É claro que Mursi não pode virar-se contra qualquer autoridade amplamente reconhecida e exigir para si o poder de baixar o decreto que baixou há alguns dias, mas os demais atores, no jogo político egípcio, tampouco tem melhor base legal para fazerem o que estão fazendo.

Qualquer funcionário dos EUA ou outros norte-americanos que se apresentem como conselheiros dos egípcios durante esse interessante momento político bem poderão lembrar a experiência dos EUA, no momento de estabelecer uma primeira ordem constitucional, quando a nação engatinhava. Os homens que redigiram a Constituição dos EUA com certeza exorbitaram a autoridade que tinham quando, em vez de apenas emendar os “Articles of Confederation”, criaram documento completamente novo e original e decidiram que aquele documento seria vigente, apesar de não ter recebido a aprovação unânime de todos os estados.

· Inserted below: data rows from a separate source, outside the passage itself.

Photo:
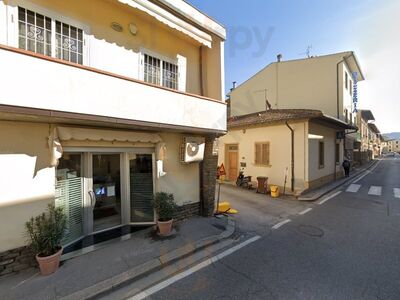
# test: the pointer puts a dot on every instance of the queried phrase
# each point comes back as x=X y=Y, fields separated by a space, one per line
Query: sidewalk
x=315 y=194
x=117 y=263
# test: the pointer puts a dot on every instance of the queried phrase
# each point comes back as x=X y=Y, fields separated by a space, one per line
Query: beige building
x=394 y=146
x=103 y=103
x=300 y=144
x=325 y=83
x=362 y=147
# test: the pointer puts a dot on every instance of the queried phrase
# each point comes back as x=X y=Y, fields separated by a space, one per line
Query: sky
x=258 y=30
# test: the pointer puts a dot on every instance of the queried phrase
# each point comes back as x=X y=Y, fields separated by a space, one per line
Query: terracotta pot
x=49 y=264
x=164 y=227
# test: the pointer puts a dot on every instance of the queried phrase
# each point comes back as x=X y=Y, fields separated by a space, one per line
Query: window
x=321 y=154
x=69 y=43
x=34 y=32
x=351 y=88
x=47 y=36
x=262 y=154
x=337 y=153
x=160 y=72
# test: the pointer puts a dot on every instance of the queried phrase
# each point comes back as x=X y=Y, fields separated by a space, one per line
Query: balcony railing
x=35 y=81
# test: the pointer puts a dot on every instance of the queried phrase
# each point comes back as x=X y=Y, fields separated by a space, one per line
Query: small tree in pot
x=46 y=232
x=165 y=207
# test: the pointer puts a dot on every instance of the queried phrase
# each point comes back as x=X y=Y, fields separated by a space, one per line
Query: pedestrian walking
x=346 y=167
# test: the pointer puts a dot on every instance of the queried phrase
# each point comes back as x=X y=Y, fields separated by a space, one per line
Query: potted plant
x=165 y=207
x=46 y=232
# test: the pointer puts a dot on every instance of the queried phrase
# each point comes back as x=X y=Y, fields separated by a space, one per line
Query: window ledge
x=261 y=165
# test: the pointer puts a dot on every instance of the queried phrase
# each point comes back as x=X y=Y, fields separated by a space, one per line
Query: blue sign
x=355 y=94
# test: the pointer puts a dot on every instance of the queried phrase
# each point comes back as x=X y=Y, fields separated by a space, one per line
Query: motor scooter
x=243 y=181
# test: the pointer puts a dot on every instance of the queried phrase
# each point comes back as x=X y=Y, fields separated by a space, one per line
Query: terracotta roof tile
x=273 y=116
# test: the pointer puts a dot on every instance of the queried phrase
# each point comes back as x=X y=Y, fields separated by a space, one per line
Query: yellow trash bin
x=274 y=191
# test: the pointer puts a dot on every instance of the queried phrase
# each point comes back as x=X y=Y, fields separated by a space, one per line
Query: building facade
x=99 y=102
x=327 y=83
x=393 y=146
x=296 y=149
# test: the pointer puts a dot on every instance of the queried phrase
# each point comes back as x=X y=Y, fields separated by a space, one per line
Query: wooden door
x=232 y=162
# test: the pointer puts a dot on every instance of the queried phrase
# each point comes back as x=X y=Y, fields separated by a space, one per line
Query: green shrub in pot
x=165 y=207
x=45 y=233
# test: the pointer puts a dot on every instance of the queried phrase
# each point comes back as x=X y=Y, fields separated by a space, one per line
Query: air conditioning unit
x=192 y=149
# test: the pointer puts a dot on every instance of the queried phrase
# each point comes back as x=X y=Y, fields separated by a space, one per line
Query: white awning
x=86 y=134
x=60 y=134
x=170 y=20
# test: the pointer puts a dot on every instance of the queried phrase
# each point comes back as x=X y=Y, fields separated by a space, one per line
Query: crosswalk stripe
x=375 y=190
x=353 y=188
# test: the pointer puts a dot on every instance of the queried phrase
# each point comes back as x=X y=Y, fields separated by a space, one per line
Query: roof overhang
x=373 y=127
x=170 y=20
x=193 y=14
x=352 y=62
x=333 y=122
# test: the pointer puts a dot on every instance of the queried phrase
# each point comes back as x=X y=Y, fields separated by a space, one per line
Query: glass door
x=141 y=188
x=69 y=194
x=106 y=191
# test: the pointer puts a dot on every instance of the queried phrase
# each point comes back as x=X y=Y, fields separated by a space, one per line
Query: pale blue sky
x=260 y=29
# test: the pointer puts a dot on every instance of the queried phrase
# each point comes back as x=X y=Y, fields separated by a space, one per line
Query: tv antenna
x=308 y=51
x=267 y=104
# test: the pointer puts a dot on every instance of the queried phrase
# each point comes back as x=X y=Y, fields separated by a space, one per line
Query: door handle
x=92 y=196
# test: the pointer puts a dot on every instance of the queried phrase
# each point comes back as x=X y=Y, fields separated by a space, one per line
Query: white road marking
x=375 y=190
x=158 y=287
x=305 y=211
x=329 y=197
x=353 y=188
x=276 y=226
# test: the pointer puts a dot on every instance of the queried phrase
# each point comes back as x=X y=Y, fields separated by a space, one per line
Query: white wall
x=3 y=23
x=26 y=180
x=183 y=180
x=279 y=137
x=329 y=138
x=70 y=89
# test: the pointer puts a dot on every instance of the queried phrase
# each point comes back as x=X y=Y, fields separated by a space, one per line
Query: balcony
x=34 y=81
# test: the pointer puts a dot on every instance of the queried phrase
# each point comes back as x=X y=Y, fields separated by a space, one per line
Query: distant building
x=324 y=83
x=394 y=145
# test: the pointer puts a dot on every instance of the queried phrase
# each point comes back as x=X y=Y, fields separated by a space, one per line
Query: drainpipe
x=337 y=94
x=201 y=70
x=292 y=156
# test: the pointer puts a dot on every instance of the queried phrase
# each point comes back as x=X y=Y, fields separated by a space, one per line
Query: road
x=348 y=247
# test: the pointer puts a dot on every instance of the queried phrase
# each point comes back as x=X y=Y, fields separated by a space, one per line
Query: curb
x=151 y=266
x=323 y=193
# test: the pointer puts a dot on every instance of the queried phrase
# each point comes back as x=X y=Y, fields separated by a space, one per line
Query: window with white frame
x=69 y=42
x=160 y=72
x=45 y=35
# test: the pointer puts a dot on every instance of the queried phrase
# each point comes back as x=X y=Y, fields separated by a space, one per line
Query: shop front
x=104 y=188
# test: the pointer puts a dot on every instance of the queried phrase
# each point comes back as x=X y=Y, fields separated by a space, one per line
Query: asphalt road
x=346 y=248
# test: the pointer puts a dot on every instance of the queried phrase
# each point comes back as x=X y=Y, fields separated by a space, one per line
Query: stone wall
x=208 y=172
x=16 y=260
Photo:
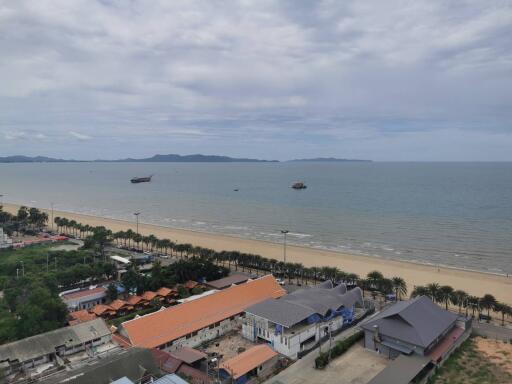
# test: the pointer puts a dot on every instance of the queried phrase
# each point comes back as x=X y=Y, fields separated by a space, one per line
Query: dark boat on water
x=299 y=185
x=136 y=180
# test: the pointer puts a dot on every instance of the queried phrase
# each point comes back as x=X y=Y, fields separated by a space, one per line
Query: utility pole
x=284 y=232
x=51 y=204
x=137 y=218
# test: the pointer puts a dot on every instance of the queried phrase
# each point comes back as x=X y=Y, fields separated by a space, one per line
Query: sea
x=445 y=214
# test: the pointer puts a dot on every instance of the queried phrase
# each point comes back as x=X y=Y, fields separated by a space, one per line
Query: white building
x=5 y=241
x=50 y=348
x=296 y=322
x=78 y=299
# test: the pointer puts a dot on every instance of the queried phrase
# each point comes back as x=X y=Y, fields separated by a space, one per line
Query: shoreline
x=473 y=282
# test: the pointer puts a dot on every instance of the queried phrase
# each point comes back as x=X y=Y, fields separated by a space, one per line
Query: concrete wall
x=203 y=335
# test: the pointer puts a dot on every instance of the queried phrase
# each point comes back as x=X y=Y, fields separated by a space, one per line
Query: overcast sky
x=382 y=80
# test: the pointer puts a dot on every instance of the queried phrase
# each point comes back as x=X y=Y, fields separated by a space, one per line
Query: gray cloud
x=328 y=78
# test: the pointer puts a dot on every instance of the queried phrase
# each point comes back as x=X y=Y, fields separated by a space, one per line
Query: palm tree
x=374 y=278
x=433 y=291
x=504 y=309
x=459 y=298
x=399 y=286
x=473 y=302
x=445 y=294
x=420 y=290
x=488 y=302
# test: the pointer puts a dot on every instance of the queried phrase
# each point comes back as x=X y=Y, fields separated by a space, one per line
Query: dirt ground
x=227 y=346
x=479 y=360
x=356 y=366
x=499 y=352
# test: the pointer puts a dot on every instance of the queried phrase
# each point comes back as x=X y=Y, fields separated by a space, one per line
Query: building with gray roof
x=296 y=322
x=52 y=348
x=414 y=326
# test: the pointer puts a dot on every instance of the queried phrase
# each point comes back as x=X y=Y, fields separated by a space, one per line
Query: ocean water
x=451 y=214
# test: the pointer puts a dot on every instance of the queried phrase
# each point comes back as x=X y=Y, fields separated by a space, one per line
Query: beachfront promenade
x=474 y=283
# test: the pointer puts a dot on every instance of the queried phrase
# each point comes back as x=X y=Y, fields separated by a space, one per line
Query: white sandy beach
x=474 y=283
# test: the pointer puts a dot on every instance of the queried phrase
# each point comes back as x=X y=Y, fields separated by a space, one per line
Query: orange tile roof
x=100 y=309
x=133 y=300
x=81 y=317
x=246 y=361
x=118 y=304
x=190 y=284
x=174 y=322
x=164 y=291
x=148 y=295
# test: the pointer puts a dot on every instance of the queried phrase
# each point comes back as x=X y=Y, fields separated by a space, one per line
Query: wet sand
x=474 y=283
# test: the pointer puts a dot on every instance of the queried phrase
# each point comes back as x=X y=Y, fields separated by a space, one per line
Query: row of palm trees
x=445 y=294
x=374 y=282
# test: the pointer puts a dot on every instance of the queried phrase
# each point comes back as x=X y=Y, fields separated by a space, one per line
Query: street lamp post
x=51 y=204
x=284 y=232
x=137 y=218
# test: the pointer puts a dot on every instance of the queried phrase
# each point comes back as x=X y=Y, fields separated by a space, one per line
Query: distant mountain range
x=330 y=160
x=157 y=158
x=168 y=159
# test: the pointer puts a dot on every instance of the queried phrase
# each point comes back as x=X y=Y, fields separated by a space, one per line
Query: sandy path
x=474 y=283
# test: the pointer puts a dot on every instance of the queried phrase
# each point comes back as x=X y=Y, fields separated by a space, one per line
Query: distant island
x=331 y=160
x=171 y=158
x=155 y=159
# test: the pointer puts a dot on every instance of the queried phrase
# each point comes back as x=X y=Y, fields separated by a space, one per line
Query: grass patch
x=468 y=365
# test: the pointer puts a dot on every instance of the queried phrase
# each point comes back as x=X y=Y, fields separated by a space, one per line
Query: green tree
x=111 y=292
x=399 y=286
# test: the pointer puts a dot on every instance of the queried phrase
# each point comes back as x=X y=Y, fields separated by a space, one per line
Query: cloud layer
x=394 y=80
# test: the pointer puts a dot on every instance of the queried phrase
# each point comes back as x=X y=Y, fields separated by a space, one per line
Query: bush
x=339 y=349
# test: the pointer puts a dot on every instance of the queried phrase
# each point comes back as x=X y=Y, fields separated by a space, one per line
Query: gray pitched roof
x=299 y=305
x=417 y=321
x=46 y=343
x=134 y=363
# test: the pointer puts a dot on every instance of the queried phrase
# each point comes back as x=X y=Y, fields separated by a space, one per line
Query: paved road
x=492 y=331
x=300 y=371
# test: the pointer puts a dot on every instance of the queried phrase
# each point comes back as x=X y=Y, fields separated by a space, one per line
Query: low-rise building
x=84 y=298
x=416 y=326
x=195 y=322
x=81 y=316
x=51 y=348
x=297 y=322
x=258 y=361
x=228 y=281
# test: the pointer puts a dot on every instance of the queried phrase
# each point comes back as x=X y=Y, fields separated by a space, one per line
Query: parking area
x=227 y=346
x=356 y=366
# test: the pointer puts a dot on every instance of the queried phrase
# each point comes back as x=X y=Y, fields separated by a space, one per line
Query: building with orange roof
x=259 y=361
x=167 y=294
x=195 y=322
x=81 y=317
x=121 y=307
x=104 y=311
x=148 y=296
x=135 y=301
x=190 y=284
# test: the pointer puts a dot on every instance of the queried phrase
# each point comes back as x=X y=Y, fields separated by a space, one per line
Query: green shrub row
x=339 y=349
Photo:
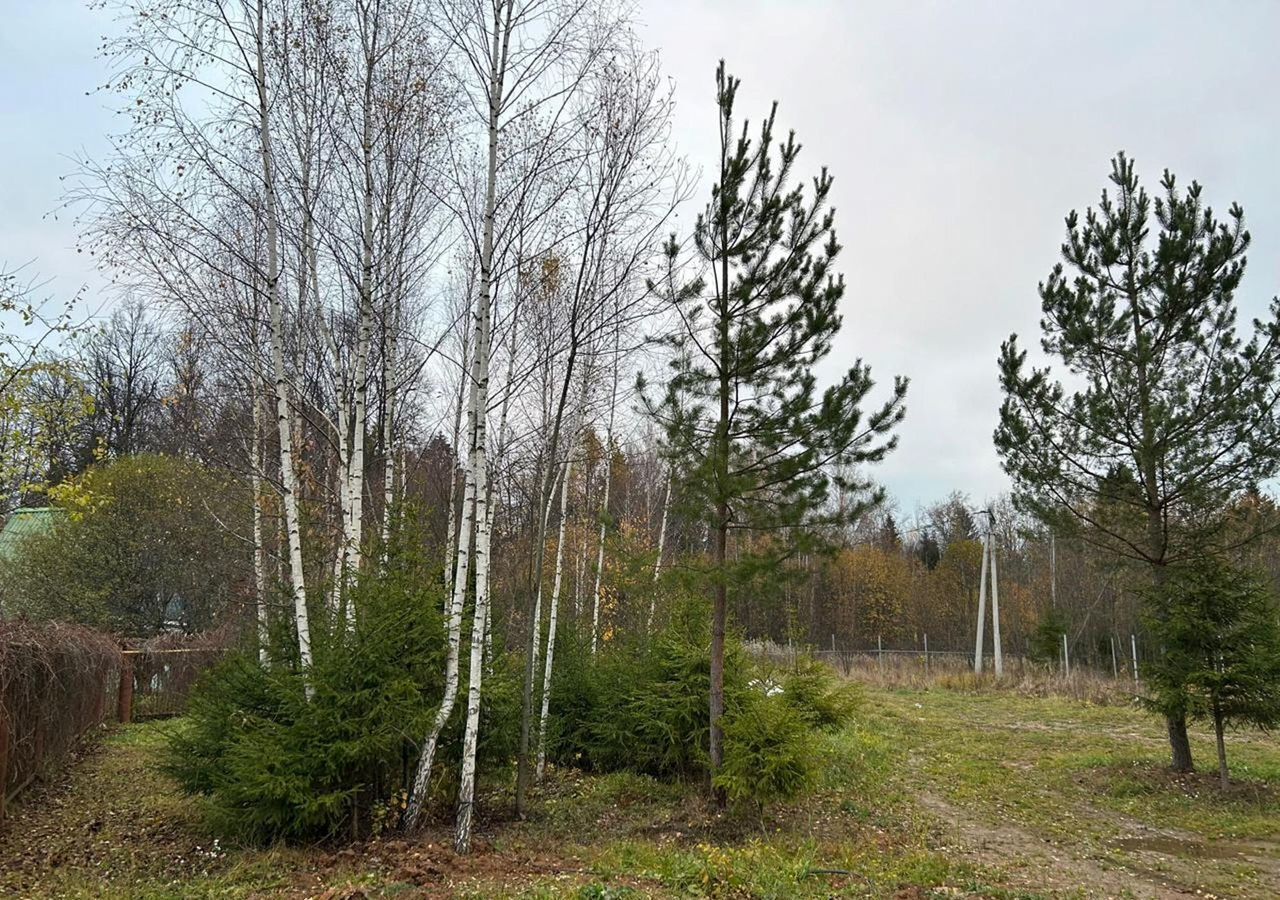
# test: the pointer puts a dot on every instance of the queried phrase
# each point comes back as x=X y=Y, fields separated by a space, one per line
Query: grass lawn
x=931 y=793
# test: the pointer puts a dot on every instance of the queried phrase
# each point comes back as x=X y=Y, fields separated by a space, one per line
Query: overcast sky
x=959 y=135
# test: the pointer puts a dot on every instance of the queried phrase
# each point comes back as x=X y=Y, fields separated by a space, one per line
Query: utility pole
x=982 y=610
x=1052 y=570
x=988 y=558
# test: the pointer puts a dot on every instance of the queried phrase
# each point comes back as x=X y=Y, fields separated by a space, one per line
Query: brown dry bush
x=56 y=681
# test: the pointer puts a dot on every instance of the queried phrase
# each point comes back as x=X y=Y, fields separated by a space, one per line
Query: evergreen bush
x=273 y=763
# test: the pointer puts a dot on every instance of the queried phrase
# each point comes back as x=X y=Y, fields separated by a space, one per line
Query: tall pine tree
x=1170 y=415
x=754 y=442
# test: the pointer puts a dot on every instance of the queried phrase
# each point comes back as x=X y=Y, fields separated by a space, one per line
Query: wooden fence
x=59 y=681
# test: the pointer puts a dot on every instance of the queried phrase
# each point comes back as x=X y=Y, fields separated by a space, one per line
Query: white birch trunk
x=604 y=507
x=423 y=777
x=457 y=442
x=288 y=475
x=471 y=731
x=389 y=423
x=259 y=549
x=549 y=654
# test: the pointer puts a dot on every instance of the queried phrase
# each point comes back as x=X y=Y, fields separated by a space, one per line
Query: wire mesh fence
x=55 y=684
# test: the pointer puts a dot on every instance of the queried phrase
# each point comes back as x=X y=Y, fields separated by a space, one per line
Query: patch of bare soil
x=1033 y=863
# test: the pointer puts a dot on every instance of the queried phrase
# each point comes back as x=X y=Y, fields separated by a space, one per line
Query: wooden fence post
x=4 y=759
x=124 y=704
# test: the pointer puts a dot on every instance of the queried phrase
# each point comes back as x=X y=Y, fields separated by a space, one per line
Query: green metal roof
x=24 y=522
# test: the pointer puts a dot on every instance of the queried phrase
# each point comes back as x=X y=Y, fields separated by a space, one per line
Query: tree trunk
x=1219 y=727
x=718 y=616
x=549 y=656
x=475 y=432
x=288 y=475
x=982 y=606
x=453 y=480
x=662 y=540
x=1180 y=744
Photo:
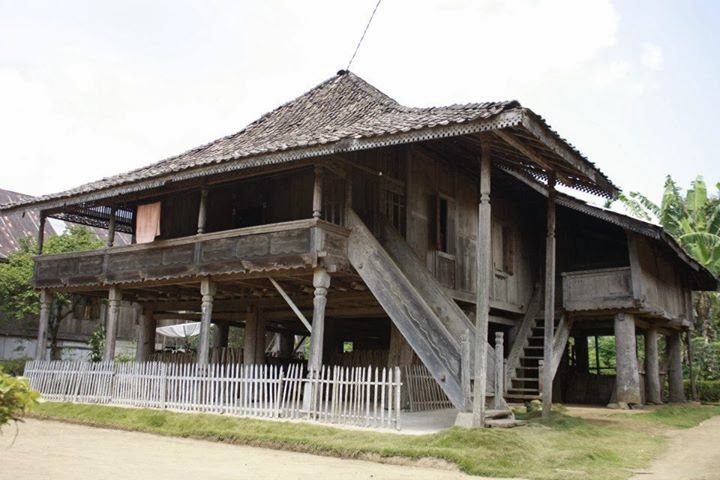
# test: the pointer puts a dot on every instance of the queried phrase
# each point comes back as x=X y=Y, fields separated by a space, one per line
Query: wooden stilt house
x=433 y=235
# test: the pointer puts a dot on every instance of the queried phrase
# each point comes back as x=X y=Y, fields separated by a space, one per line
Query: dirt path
x=59 y=451
x=693 y=454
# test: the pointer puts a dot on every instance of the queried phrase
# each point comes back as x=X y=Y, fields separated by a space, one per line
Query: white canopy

Nem todos os estados participaram da redação daquela Constituição. Rhode Island nem enviou representante; os delegados de New Hampshire chegaram atrasados; a maioria dos delegados do estado de New York partiram antes do fim da reunião; e vários dos que ficaram até a conclusão dos trabalhos recusaram-se a assinar o documento ali produzido. Persistiu por bom tempo uma oposição significativa ao documento, e o clamor por emendas foi forte o bastante, a ponto de a missão de redigir as dez primeiras emendas ter sido a primeira tarefa do primeiro Congresso.

A lição a extrair disso é que o sucesso de uma Constituição e o respeito que venha a merecer é função de hábitos políticos e de atitudes que se desenvolvem com o tempo – e absolutamente nada têm a ver com a base legal sobre a qual a Constituição tenha sido inicialmente redigida; nem dependem de quem estava no poder ou de quem se deu ou não se deu por plenamente satisfeito com a Constituição, quando a leu pela primeira vez.

Paul R. Pillar*, com experiência de 28 anos na Agência Central de Inteligência (CIA), passou a ser um dos seus principais analistas. Atualmente também é professor visitante na Georgetown University para estudos de segurança. (Este artigo apareceu pela primeira vez como um post de blog no site The National Interest na Internet. Aqui reproduzido com a permissão do autor).